Well, I agree with the people who say the Phillies didn't hire Dombrowski to rebuild. They just signed JT and are all-in to win for at least the part of his peak years that overlap with Nola's contract. Dombrowski is supposed to fix the entire organization but he made it clear that he intends to win with the talent that is already here, and perhaps even believed in that more than Middleton, who was at least ready to cut payroll (and even go a season with an interim GM, supposedly).
I might think a rebuild is a good idea but I also dont think there's any chance of it happening. You can see it's not even the most popular idea on this board, which is pretty forward-thinking and prospect-loving, so imagine how it would play on WIP or at the ticket window.
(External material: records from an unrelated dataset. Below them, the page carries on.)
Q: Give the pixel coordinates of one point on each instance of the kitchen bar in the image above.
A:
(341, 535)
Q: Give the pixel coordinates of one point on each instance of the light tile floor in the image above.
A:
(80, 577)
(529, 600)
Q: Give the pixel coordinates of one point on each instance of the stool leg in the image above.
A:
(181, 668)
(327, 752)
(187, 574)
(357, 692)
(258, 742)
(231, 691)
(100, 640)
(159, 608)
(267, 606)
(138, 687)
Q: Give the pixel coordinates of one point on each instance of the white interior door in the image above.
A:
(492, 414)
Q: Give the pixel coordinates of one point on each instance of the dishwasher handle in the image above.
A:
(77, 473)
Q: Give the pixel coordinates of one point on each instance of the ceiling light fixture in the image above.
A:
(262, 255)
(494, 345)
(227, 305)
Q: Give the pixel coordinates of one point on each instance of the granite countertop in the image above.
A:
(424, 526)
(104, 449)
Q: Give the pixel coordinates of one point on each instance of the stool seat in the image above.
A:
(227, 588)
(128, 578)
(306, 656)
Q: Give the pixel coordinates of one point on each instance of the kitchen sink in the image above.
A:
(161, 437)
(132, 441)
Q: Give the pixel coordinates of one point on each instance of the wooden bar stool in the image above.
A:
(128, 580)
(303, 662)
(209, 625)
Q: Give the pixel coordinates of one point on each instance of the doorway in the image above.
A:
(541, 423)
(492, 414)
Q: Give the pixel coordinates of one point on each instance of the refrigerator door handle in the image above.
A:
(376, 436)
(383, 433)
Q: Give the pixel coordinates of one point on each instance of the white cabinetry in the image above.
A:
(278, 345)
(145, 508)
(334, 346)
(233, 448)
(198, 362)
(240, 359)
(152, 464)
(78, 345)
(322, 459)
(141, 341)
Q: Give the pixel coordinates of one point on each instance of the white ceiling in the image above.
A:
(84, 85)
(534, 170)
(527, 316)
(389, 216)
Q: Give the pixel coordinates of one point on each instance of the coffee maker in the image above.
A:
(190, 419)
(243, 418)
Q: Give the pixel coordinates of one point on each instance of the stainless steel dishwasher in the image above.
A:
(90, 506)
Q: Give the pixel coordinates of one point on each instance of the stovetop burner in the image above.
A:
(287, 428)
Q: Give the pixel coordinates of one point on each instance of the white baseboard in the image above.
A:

I do still think Klentak would have gone with a slower rebuild. I'm not sure that would have helped too much given how poorly they wound up drafting and developing, even with higher or more picks (though both certainly would have helped). But the 2018 moves that were meant to simply stabilize the team made them too good, when they clearly would have been better at least being sellers - could have flipped the relievers and Cesar at least - if not a Top 5 drafting team again.
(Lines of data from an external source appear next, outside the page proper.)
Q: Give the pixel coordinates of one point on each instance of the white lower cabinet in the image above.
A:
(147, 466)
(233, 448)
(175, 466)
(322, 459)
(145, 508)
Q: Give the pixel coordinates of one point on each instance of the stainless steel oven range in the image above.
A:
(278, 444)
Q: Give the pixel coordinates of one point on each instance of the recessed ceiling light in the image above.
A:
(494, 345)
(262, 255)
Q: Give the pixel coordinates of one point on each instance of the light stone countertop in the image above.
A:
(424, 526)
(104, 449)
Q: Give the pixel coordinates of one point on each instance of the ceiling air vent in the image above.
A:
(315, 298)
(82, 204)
The most depressing thing to me is that we've been through two waves of disappointing young talent already. We have Cutch because Williams (and to some extent Altherr) failed, we have Segura because we gave up on Crawford (and then had to get Didi because Segura can't play SS) and now the same thing has happened with Haseley and Kingery (at least for now). The only surprise is the return of Herrera, which I was never especially in favor of, but having been proven wrong now you have to wonder why he wasn't playing, or at least at the alternate site, last year.
I can remember many a year, especially in the '90s, where the only way the Phillies would be good was if every player had a best-case scenario season. Back then front offices weren't as savvy about the age curve though.